Di tengah kondisi ini, Flores yang berada di lintasan Ring of Fire sebenarnya menyimpan potensi panas bumi yang melimpah. Jika selama ini kondisi geologis gunung berapi kerap dipandang sebagai ancaman bencana, potensi tersebut seyogianya dapat dikelola secara bertanggung jawab sebagai sumber energi bersih dan berkelanjutan.
Mempertemukan Pengetahuan Lokal dan Pengujian Ilmiah
Penolakan atau kekhawatiran warga terkait penurunan debit mata air, kerusakan ruang adat, maupun potensi gangguan lingkungan lainnya adalah masukan berharga yang wajib ditanggapi secara serius oleh pemerintah dan investor. Pengetahuan lokal masyarakat adat dan petani tidak boleh dipandang lebih rendah daripada kajian teknis ahli.
Namun, prinsip dialog yang sehat menuntut keterbukaan dua arah:


- Pemerintah dan Pengembang wajib melakukan pengujian hidrogeologi secara transparan. Jika terbukti ada risiko besar terhadap mata air atau situs adat bernilai vital, lokasi proyek harus dipindah atau dibatalkan.
- Kelompok Penolak/Kritikus juga harus menguji klaimnya secara ilmiah dan tidak menggeneralisasi bahwa seluruh pembangunan geotermal pasti merusak lingkungan.

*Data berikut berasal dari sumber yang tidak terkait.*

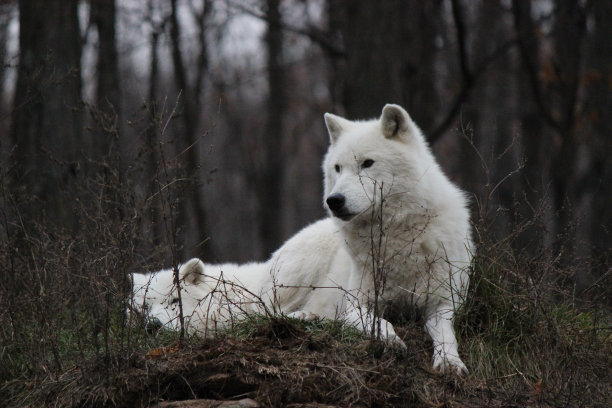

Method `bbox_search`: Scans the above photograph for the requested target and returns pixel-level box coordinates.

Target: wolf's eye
[361,159,374,169]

Pertanyaan Kunci: Apa Alternatifnya?
Masalah mendasar timbul ketika gerakan penolakan tidak disertai dengan alternatif solusi energi yang konkret.
Jika panas bumi ditolak, apakah Flores harus terus bergantung pada pembangkit listrik berbahan bakar solar atau batu bara yang tinggi emisi dan harus didatangkan dari luar pulau?
Energi terbarukan seperti matahari (PLTS) dan angin memang sangat potensial, namun sifatnya intermiten (tidak dapat berproduksi stabil 24 jam tanpa baterai raksasa yang mahal).
Sistem energi yang ideal bagi Flores bukanlah memilih salah satu dan menolak yang lain, melainkan memadukan energi surya, angin, dan hidro dengan geotermal sebagai penopang beban dasar (baseload) yang beroperasi stabil selama 24 jam.
Keadilan Lingkungan dan Tanggung Jawab Moral
Pemanfaatan listrik oleh masyarakat Flores saat ini pada dasarnya juga menimbulkan dampak lingkungan di tempat lain—misalnya di daerah tambang batu bara atau kilang minyak lokasi asal BBM. Secara moral, tidak adil jika suatu daerah menolak seluruh risiko produksi energi di wilayahnya sendiri, namun tetap mengonsumsi energi fosil yang membebankan risiko ekologis kepada masyarakat di daerah lain.